Едва родившись, Артюр стал подопытным кроликом довольно ловкого ангела-хранителя, который немедленно отправил его налево, то есть устроил так, чтобы он появился на свет на Левом берегу Сены (стало быть, довольно рано осознал ценность культуры), в семье левых интеллектуалов, да к тому же левшой. И потому Артюр всегда бессознательно считал себя не совсем таким, как другие.
Тот же левацкий ангел-хранитель, сделавший Артюра красавчиком, отправил его играть в регби и позаботился, чтобы во время матчей ему тумаками подправили нос. Появившееся сходство с Бельмондо привлекало к нему девушек – сначала в частных лицеях Сен-Жермен-де-Пре, потом в неплохой бизнес-школе. Ангел-хранитель наделил его и чуть выше средних способностями. Регби, учеба, профессиональная карьера – ангел один за другим ставил плюсики в колонке достижений Артюра. В свои тридцать лет сотрудник отдела международной торговли в недавно созданной фирме, тот шел по жизни победителем. Ни детей, ни прочных отношений – он был настолько эгоцентричен, что даже собаку или золотую рыбку заводить не хотел. Заботился он лишь о своей коллекции янтарных японских виски и о платиновой карте, предназначенной, чтобы копить мили. Эта последняя позволяла ему попирать ногами красную дорожку, ведущую к стойкам регистрации бизнес-класса всех аэропортов мира, и, шагая мимо пассажиров, толпящихся в очереди на пошлом сером ковролине, он с высоты своих метра восьмидесяти всегда поглядывал на них сверху вниз. Он твердо верил, что все прочие смотрят на его плотскую оболочку как на образцовую квартиру, в которой каждый был бы не прочь поселиться.

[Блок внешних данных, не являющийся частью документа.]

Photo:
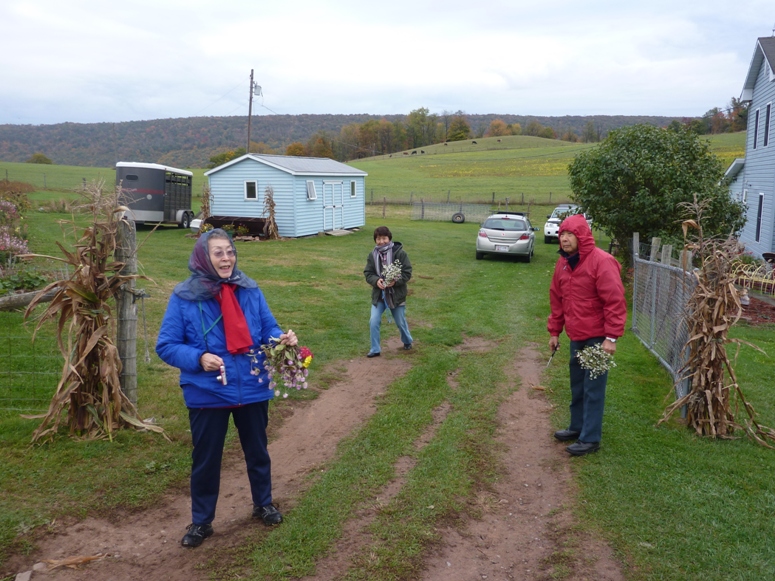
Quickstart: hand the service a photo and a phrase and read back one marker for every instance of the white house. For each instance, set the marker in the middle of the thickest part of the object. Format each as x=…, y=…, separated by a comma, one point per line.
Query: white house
x=752, y=179
x=311, y=194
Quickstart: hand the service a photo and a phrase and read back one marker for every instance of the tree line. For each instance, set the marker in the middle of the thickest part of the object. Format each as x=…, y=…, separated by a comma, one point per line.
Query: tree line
x=193, y=141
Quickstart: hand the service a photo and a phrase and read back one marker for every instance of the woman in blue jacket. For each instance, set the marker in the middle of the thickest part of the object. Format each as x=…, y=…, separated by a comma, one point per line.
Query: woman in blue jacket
x=213, y=328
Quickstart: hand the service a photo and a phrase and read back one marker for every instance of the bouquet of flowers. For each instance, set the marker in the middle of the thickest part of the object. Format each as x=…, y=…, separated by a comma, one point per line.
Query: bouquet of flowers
x=288, y=364
x=595, y=360
x=392, y=272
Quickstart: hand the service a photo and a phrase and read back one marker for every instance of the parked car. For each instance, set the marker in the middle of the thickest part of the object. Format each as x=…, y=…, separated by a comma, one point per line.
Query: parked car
x=507, y=233
x=552, y=226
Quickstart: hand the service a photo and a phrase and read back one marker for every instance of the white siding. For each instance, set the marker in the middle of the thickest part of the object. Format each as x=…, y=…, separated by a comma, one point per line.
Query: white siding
x=758, y=176
x=296, y=215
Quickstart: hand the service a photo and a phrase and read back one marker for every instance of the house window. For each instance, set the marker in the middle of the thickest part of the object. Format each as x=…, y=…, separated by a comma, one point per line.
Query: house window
x=759, y=217
x=251, y=191
x=311, y=193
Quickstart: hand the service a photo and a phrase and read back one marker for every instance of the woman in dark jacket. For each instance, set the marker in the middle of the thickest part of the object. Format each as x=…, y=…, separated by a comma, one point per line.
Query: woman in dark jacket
x=384, y=295
x=213, y=328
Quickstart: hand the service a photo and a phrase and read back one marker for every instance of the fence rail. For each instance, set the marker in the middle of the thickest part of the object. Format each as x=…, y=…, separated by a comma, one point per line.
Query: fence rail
x=660, y=294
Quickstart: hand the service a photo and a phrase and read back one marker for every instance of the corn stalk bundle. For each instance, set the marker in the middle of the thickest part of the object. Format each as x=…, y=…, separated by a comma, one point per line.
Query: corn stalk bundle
x=714, y=307
x=89, y=392
x=269, y=212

А потом его ангел-хранитель решил покрасить себе перышки – и выбрал цвет асфальта. Для начала женщина, в которую влюбился Артюр, выбросила его, как старый застиранный носок. Тогда же его родители решили расстаться. Каждый пошел своей дорогой, а Артюр остался на развилке. Отец переживал вторую молодость, увлекшись женщиной, которая годилась ему в дочери. Мать отправилась в индийский ашрам размышлять о человеческом уделе и с тех пор вестей о себе не подавала. Артюр начал пить. И пил все больше и больше. Забросил регби – на поле выходил разве что в третьем тайме. Зеленый свет для него постепенно принял самый темный бутылочный оттенок.
Всего за несколько месяцев он потерял работу, друзей, веру в себя и водительские права – после того как его остановили и нашли у него в крови два грамма алкоголя. Из-за этих двух граммов он набрал лишних килограммов двадцать веса.

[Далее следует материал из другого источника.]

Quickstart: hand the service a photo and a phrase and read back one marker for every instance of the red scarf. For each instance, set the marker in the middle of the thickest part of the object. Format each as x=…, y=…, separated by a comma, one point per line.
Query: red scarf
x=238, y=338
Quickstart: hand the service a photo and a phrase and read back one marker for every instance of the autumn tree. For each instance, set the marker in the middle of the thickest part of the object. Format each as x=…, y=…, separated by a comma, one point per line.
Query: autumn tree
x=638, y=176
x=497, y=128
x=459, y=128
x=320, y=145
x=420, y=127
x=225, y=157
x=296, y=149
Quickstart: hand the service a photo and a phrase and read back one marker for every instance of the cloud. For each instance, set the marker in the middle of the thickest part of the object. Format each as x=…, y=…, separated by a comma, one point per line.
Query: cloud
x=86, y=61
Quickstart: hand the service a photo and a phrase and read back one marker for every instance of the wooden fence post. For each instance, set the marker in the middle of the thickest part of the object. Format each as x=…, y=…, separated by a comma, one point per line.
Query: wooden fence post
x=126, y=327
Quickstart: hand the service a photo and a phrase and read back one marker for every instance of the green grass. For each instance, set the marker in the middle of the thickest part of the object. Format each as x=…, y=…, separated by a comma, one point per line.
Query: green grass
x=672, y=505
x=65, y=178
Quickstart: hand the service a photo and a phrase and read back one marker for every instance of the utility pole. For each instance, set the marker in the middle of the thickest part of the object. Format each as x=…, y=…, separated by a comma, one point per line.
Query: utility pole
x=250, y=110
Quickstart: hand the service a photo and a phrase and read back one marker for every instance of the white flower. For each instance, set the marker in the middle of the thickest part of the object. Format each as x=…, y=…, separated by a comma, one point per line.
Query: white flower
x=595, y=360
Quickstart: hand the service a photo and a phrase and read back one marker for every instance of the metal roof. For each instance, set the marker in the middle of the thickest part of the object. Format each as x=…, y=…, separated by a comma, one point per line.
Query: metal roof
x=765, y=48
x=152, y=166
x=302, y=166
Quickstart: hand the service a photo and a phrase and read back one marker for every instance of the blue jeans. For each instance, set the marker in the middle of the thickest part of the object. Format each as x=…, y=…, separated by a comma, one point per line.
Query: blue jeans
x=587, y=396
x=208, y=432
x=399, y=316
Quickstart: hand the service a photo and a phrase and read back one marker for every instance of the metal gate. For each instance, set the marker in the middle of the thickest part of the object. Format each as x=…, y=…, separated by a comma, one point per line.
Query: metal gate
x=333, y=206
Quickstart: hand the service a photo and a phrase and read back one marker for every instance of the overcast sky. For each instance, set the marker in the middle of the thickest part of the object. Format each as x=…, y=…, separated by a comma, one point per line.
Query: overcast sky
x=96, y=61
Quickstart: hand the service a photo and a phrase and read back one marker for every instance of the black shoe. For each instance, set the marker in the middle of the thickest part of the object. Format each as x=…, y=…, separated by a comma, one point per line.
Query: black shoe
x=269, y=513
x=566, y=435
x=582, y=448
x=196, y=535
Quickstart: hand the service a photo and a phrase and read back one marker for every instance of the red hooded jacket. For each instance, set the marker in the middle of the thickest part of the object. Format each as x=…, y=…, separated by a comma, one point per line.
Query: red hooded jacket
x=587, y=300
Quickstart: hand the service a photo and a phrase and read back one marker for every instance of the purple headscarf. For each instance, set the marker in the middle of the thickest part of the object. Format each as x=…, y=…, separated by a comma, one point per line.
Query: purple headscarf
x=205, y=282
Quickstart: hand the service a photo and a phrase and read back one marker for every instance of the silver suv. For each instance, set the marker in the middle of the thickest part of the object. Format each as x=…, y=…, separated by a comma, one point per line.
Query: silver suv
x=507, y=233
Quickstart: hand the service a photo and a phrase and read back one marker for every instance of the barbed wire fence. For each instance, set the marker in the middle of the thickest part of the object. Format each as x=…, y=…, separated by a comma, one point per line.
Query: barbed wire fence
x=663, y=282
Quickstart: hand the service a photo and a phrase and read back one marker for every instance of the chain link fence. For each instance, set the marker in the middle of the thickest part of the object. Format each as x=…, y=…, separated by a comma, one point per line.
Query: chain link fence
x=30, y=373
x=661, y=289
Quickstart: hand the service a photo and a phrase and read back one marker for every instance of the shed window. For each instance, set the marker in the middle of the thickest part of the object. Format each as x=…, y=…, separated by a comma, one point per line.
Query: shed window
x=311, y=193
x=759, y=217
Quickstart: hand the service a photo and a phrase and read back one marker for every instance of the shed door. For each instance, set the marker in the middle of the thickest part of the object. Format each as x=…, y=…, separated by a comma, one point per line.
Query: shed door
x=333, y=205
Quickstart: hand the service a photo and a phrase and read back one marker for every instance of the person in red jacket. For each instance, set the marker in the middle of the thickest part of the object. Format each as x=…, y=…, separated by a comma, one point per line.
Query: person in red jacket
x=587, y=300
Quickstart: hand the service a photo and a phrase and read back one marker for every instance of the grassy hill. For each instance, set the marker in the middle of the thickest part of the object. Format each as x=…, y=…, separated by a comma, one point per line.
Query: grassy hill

Три года спустя, после множества пропущенных собеседований, центр занятости пригрозил вычеркнуть его из списков, если он не явится на старую карандашную фабрику Гастона Клюзеля в Монруже, где требовался торговый представитель. Артюр все еще цеплялся за надежду найти место в крупной международной компании или хотя бы перспективном стартапе, но, если он хотел и дальше получать пособие и не дать своему банковскому счету обнулиться, выбора у него, пожалуй, не оставалось.
* * *
После войны на фабрике Гастона Клюзеля насчитывалось почти триста работников. В день, когда Артюр предстал перед правнуком ее основателя Адрианом Клюзелем, который отчаянно надеялся, что провидение ниспошлет ему того, кто спасет предприятие, их стало почти на три сотни меньше.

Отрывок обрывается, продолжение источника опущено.